I gelati confezionati sono davvero diventati un lusso?

Sembra trascorsa un’eternità da quando bastavano solamente pochi spicci per poter permettersi un gelato confezionato, eppure alle nostre spalle ci siamo lasciati “solamente” 20 anni. Se di fatti prendiamo in considerazione i prodotti Algida (non ce ne vogliano competitor del calibro di Motta e Sammontana), possiamo osservare come dall’estate del 2002 (la prima dall’introduzione dell’Euro nel nostro Paese) al 2023 i prezzi dei gelati siano all’incirca triplicati: nel 2003 il costo di listino dello storico Calippo era di €0.80 (contro gli €2.40 medi del giorno d’oggi), mentre il democraticissimo Fior di fragola è schizzato da €0.55 a €1.80. A darci una visione panoramica di come l’inflazione si manifesti con l’incremento del prezzo di questi prodotti, ci ha pensato l’account Twitter Aegis Crypto con il seguente post.

Un altro aspetto che è stato messo in evidenza dall’account, così come – seppur usando termini di sicuro nazionalpopolari – dalle molteplici persone in villeggiatura in qualche località marittima che quotidianamente scelgono di saziare la propria fame con un gelato Algida, riguarda la cosiddetta sgrammatura, “shrinkflation” in inglese. In parole povere, in casa Algida non solo sono incrementati i prezzi, sono state anche diminuite le quantità, in grammi, dei prodotti messi in vendita: i Magnum “di oggi”, più nello specifico quelli “speciali”, non gli OG (come ad esempio il classico, quello con le mandorle o quello ricoperto da cioccolata bianca) pesano 20 grammi in meno a quelli del 2002. I gelati sono più piccoli, e non è un caso se stiamo testimoniando alla scomparsa di frasi del tipo “per cena prenderò un bel Magnum”.
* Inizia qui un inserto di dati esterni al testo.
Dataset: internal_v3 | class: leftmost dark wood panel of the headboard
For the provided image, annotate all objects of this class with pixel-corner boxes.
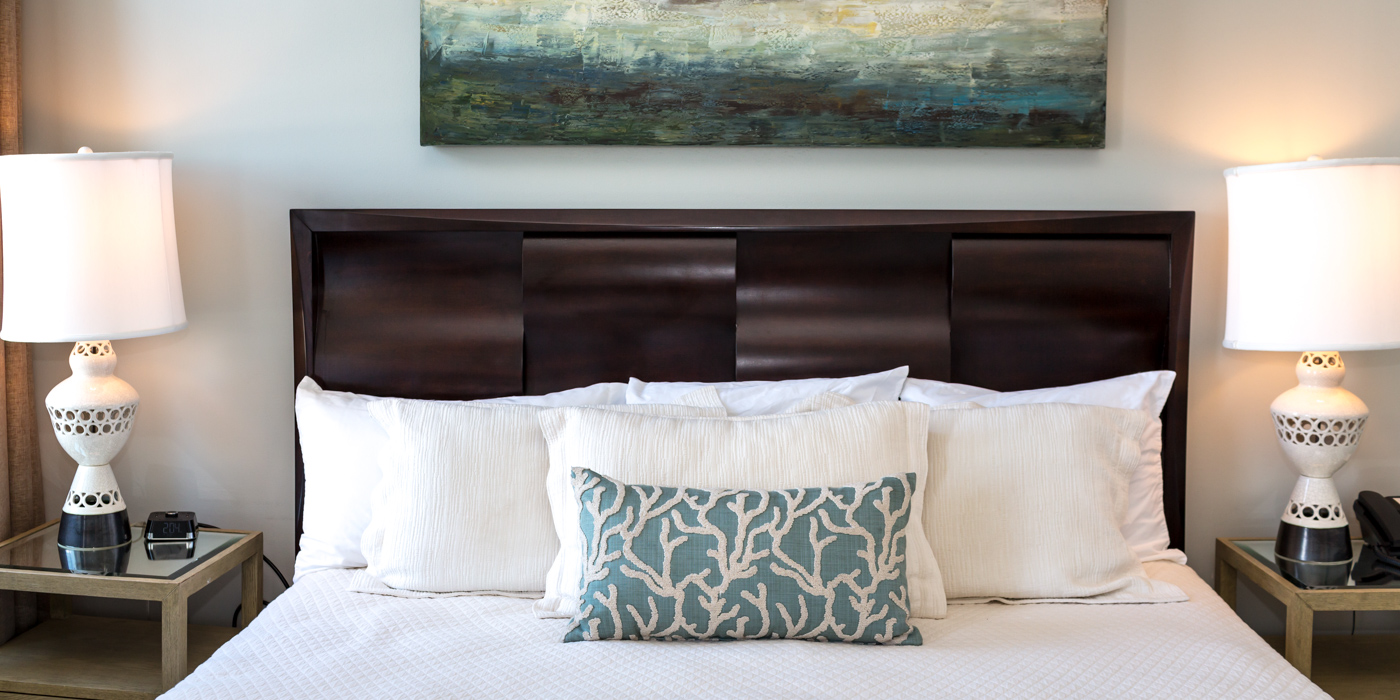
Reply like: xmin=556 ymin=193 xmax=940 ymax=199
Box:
xmin=298 ymin=231 xmax=522 ymax=399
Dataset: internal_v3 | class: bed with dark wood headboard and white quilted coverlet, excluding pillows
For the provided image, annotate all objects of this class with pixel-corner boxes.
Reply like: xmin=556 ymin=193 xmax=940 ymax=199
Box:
xmin=158 ymin=210 xmax=1326 ymax=699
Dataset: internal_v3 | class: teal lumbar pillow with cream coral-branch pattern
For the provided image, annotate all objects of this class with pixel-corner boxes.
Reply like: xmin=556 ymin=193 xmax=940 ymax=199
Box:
xmin=564 ymin=469 xmax=921 ymax=644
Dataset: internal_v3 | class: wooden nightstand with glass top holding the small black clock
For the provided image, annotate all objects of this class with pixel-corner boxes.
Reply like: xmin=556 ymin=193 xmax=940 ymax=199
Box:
xmin=0 ymin=521 xmax=262 ymax=699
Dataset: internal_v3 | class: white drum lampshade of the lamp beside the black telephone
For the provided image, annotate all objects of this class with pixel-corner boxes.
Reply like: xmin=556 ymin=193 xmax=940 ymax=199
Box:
xmin=1225 ymin=158 xmax=1400 ymax=353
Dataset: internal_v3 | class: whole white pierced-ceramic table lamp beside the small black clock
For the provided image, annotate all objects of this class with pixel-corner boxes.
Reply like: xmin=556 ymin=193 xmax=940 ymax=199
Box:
xmin=0 ymin=148 xmax=186 ymax=574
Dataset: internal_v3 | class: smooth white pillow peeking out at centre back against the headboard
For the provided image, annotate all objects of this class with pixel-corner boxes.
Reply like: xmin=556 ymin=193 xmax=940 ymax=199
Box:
xmin=627 ymin=367 xmax=909 ymax=414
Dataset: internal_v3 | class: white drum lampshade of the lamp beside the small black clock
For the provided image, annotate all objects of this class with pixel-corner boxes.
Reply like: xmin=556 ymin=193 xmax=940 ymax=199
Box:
xmin=0 ymin=153 xmax=186 ymax=343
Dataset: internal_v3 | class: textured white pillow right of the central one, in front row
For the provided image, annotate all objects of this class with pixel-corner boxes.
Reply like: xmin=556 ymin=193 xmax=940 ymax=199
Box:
xmin=924 ymin=403 xmax=1186 ymax=602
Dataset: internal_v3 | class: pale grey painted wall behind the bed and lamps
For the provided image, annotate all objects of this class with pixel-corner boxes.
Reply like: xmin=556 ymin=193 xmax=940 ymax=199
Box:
xmin=24 ymin=0 xmax=1400 ymax=630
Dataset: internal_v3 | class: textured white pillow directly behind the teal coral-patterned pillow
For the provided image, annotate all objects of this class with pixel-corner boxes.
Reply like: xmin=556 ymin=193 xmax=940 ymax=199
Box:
xmin=535 ymin=402 xmax=946 ymax=617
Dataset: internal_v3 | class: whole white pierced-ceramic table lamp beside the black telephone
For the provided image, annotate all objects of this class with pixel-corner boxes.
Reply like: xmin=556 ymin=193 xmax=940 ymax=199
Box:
xmin=1225 ymin=157 xmax=1400 ymax=585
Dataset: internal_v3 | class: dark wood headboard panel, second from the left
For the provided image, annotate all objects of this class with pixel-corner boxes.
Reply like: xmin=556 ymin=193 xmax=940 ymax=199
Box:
xmin=521 ymin=237 xmax=735 ymax=393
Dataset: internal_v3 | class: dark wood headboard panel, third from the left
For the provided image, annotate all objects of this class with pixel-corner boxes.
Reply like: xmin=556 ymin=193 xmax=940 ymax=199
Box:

E c’è da dire che i gelati confezionati, quelli per antonomasia “da stabilimento balneare”, protagonisti di miliardi di spot pubblicitari e talvolta di parodie di essi, eterni fautori e collaboratori del raccontatissimo sogno idealizzato dell’estate italiana (che, in tutta onestà, chissà se esiste ancora) dimostrano di essere ancora circondati da una sorta di aura di sacralità e intoccabilità. Sì che si è trattato di un aumento più o meno proporzionale di tutti i gelati, ma se quest’ultimo ha generato un clamore diverso rispetto a un pacco di pasta di Gragnano o a un etto di prosciutto cotto è anche perché – culturalmente – i gelati, in Italia, simboleggiano molto di più di quanto si possa immaginare.

Il Cremino ha per anni incarnato il significato dello snack frugale il miglior modo per godere di refrigerio nelle afose giornate estive: d’altronde bastavano solamente 55 centesimi per acquistarlo, simbolo di una stratificazione sociale presente all’interno degli stabilimenti balneari. E certo. Perché tra i primi anni del 2010 ci sarà spesso capitato di guardare con occhi pieni di invidia colui che sorseggiava un buon Café Zero, il gelato/bevanda targato Algida contraddistinto da microcristalli di ghiaccio: una goduria per il palato, un po’ meno il portafogli. Il Café Zero è stato il prodotto che più metteva in evidenza la spending power di un individuo, immaginate veder sedere il proprio compagno di merende con quel grande bibitone al vostro fianco mentre voi mangiate un umile Cremino, il gelato più socialista di sempre. È un po’ come vedere arrivare in Ferrari il vostro rivale in amore al party della vostra città, e scorgerlo parcheggiare la sua auto di fianco alla vostra Fiat Panda. Oggi anche i gelati che prima erano più accessibili costano un paio d’euro, e questa lotta di classe non è più tanto accentuata, né divertente.